Reading in the ST the valiant and sterling efforts that the government is putting in to help older workers (Employment Credit Scheme for employers to compensate employers for the increased CPF that they will have to pay older employees*, and cutting FT numbers), I could not help but think of a story I recently read.
People who carry on working in some capacity beyond their retirement could live longer, because they are not so lonely. Mr David Halpern, an academic who is a specialist on health and social activity, said a lack of social interaction was “much worse” for elderly people in terms of its effect on their mortality than smoking.
The findings come from a meta-analysis (analysing lots of different pieces of existing research) of 148 studies into the effects of social isolation on mortality conducted by academics at Brigham Young University and the University of North Carolina in the US.

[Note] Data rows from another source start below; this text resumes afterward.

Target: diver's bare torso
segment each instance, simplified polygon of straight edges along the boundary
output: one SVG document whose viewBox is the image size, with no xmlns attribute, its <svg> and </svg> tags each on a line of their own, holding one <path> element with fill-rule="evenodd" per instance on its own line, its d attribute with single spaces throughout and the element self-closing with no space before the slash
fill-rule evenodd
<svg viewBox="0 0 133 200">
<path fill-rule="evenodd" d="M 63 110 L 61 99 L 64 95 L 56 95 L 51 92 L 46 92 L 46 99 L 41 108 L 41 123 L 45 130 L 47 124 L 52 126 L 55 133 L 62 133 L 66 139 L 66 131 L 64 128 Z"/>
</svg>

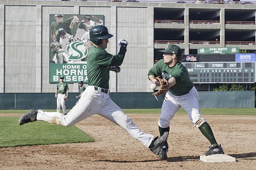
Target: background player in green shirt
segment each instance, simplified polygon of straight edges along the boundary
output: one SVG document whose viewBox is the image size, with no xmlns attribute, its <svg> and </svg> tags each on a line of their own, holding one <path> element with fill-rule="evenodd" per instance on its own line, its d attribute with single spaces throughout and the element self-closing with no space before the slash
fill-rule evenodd
<svg viewBox="0 0 256 170">
<path fill-rule="evenodd" d="M 64 15 L 56 14 L 55 16 L 56 22 L 52 23 L 51 24 L 51 37 L 52 41 L 57 41 L 60 42 L 60 35 L 58 34 L 58 31 L 59 29 L 63 28 L 66 32 L 70 35 L 72 35 L 71 33 L 71 28 L 70 28 L 70 23 L 74 20 L 74 25 L 79 22 L 79 19 L 76 15 L 74 15 L 72 17 L 64 20 Z M 74 26 L 74 25 L 73 26 Z"/>
<path fill-rule="evenodd" d="M 57 98 L 57 112 L 60 113 L 61 105 L 63 110 L 63 113 L 67 114 L 67 110 L 65 105 L 65 99 L 66 96 L 68 97 L 68 86 L 67 84 L 64 82 L 64 77 L 61 76 L 60 78 L 60 81 L 57 85 L 57 88 L 55 90 L 55 97 Z"/>
<path fill-rule="evenodd" d="M 44 112 L 32 109 L 20 117 L 19 124 L 36 120 L 44 120 L 64 126 L 71 126 L 95 114 L 98 114 L 125 129 L 134 138 L 158 155 L 166 142 L 168 132 L 160 138 L 142 131 L 122 111 L 109 96 L 109 72 L 111 66 L 119 66 L 126 52 L 127 41 L 119 41 L 120 50 L 117 55 L 108 53 L 105 50 L 108 39 L 113 36 L 107 27 L 102 25 L 93 27 L 90 31 L 92 46 L 87 58 L 88 85 L 76 104 L 66 116 L 58 112 Z M 120 68 L 118 67 L 114 68 Z M 111 70 L 112 71 L 112 70 Z M 118 72 L 115 69 L 113 71 Z"/>
<path fill-rule="evenodd" d="M 79 84 L 79 86 L 80 88 L 80 89 L 79 91 L 80 94 L 79 95 L 79 96 L 76 96 L 76 98 L 81 97 L 81 96 L 82 96 L 82 93 L 84 92 L 84 91 L 85 90 L 85 88 L 83 85 L 84 82 L 82 81 L 80 81 L 80 82 L 79 82 L 79 83 L 78 84 Z"/>
<path fill-rule="evenodd" d="M 192 123 L 199 129 L 211 143 L 209 150 L 206 151 L 205 154 L 224 154 L 223 150 L 217 143 L 210 126 L 201 116 L 197 91 L 190 81 L 186 69 L 179 62 L 181 56 L 180 48 L 176 45 L 170 44 L 164 50 L 160 51 L 163 52 L 163 59 L 149 70 L 148 75 L 151 82 L 157 86 L 160 86 L 160 84 L 155 78 L 160 76 L 169 83 L 169 91 L 158 120 L 160 135 L 169 132 L 171 120 L 182 107 Z M 158 156 L 166 159 L 168 151 L 166 142 Z"/>
</svg>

Well I’m sure this “finding” will find its way into our constructive, nation-building media and into the spin that the government puts out. And I’m sure the SDP and KennethJ will point out the advice, when made here, is part of a plot to get 70-something old S’poreans to slave away to keep GDP high (now that FTs are no longer available to force feed GDP growth) so that ministers can get their millions in bonuses.
If the SDP and KennethJ is right about the confiscation and misinvestment of our CPF monies, shouldn’t the government be forcing S’poreans retire young, the govmin can ensure that the premiums that are paid for old-age annuities are “wasted” by the insured since they will die before the annuities come into effect. This means the govmin can continue hiding the losses it made investing our CPF monies.
So why is the govmin trying to raise the retirement age and wanting people to work beyond retirement? Better for S’poreans to retire early and die before they reach their annuity age?
What say you, SDP?
*The increase in CPF payments will cost companies an additional S$190 million a year, the finance minister said. But, the government will spend about S$470 million annually for the next five years to subsidise the hiring of about 80% of workers aged above 50, he said.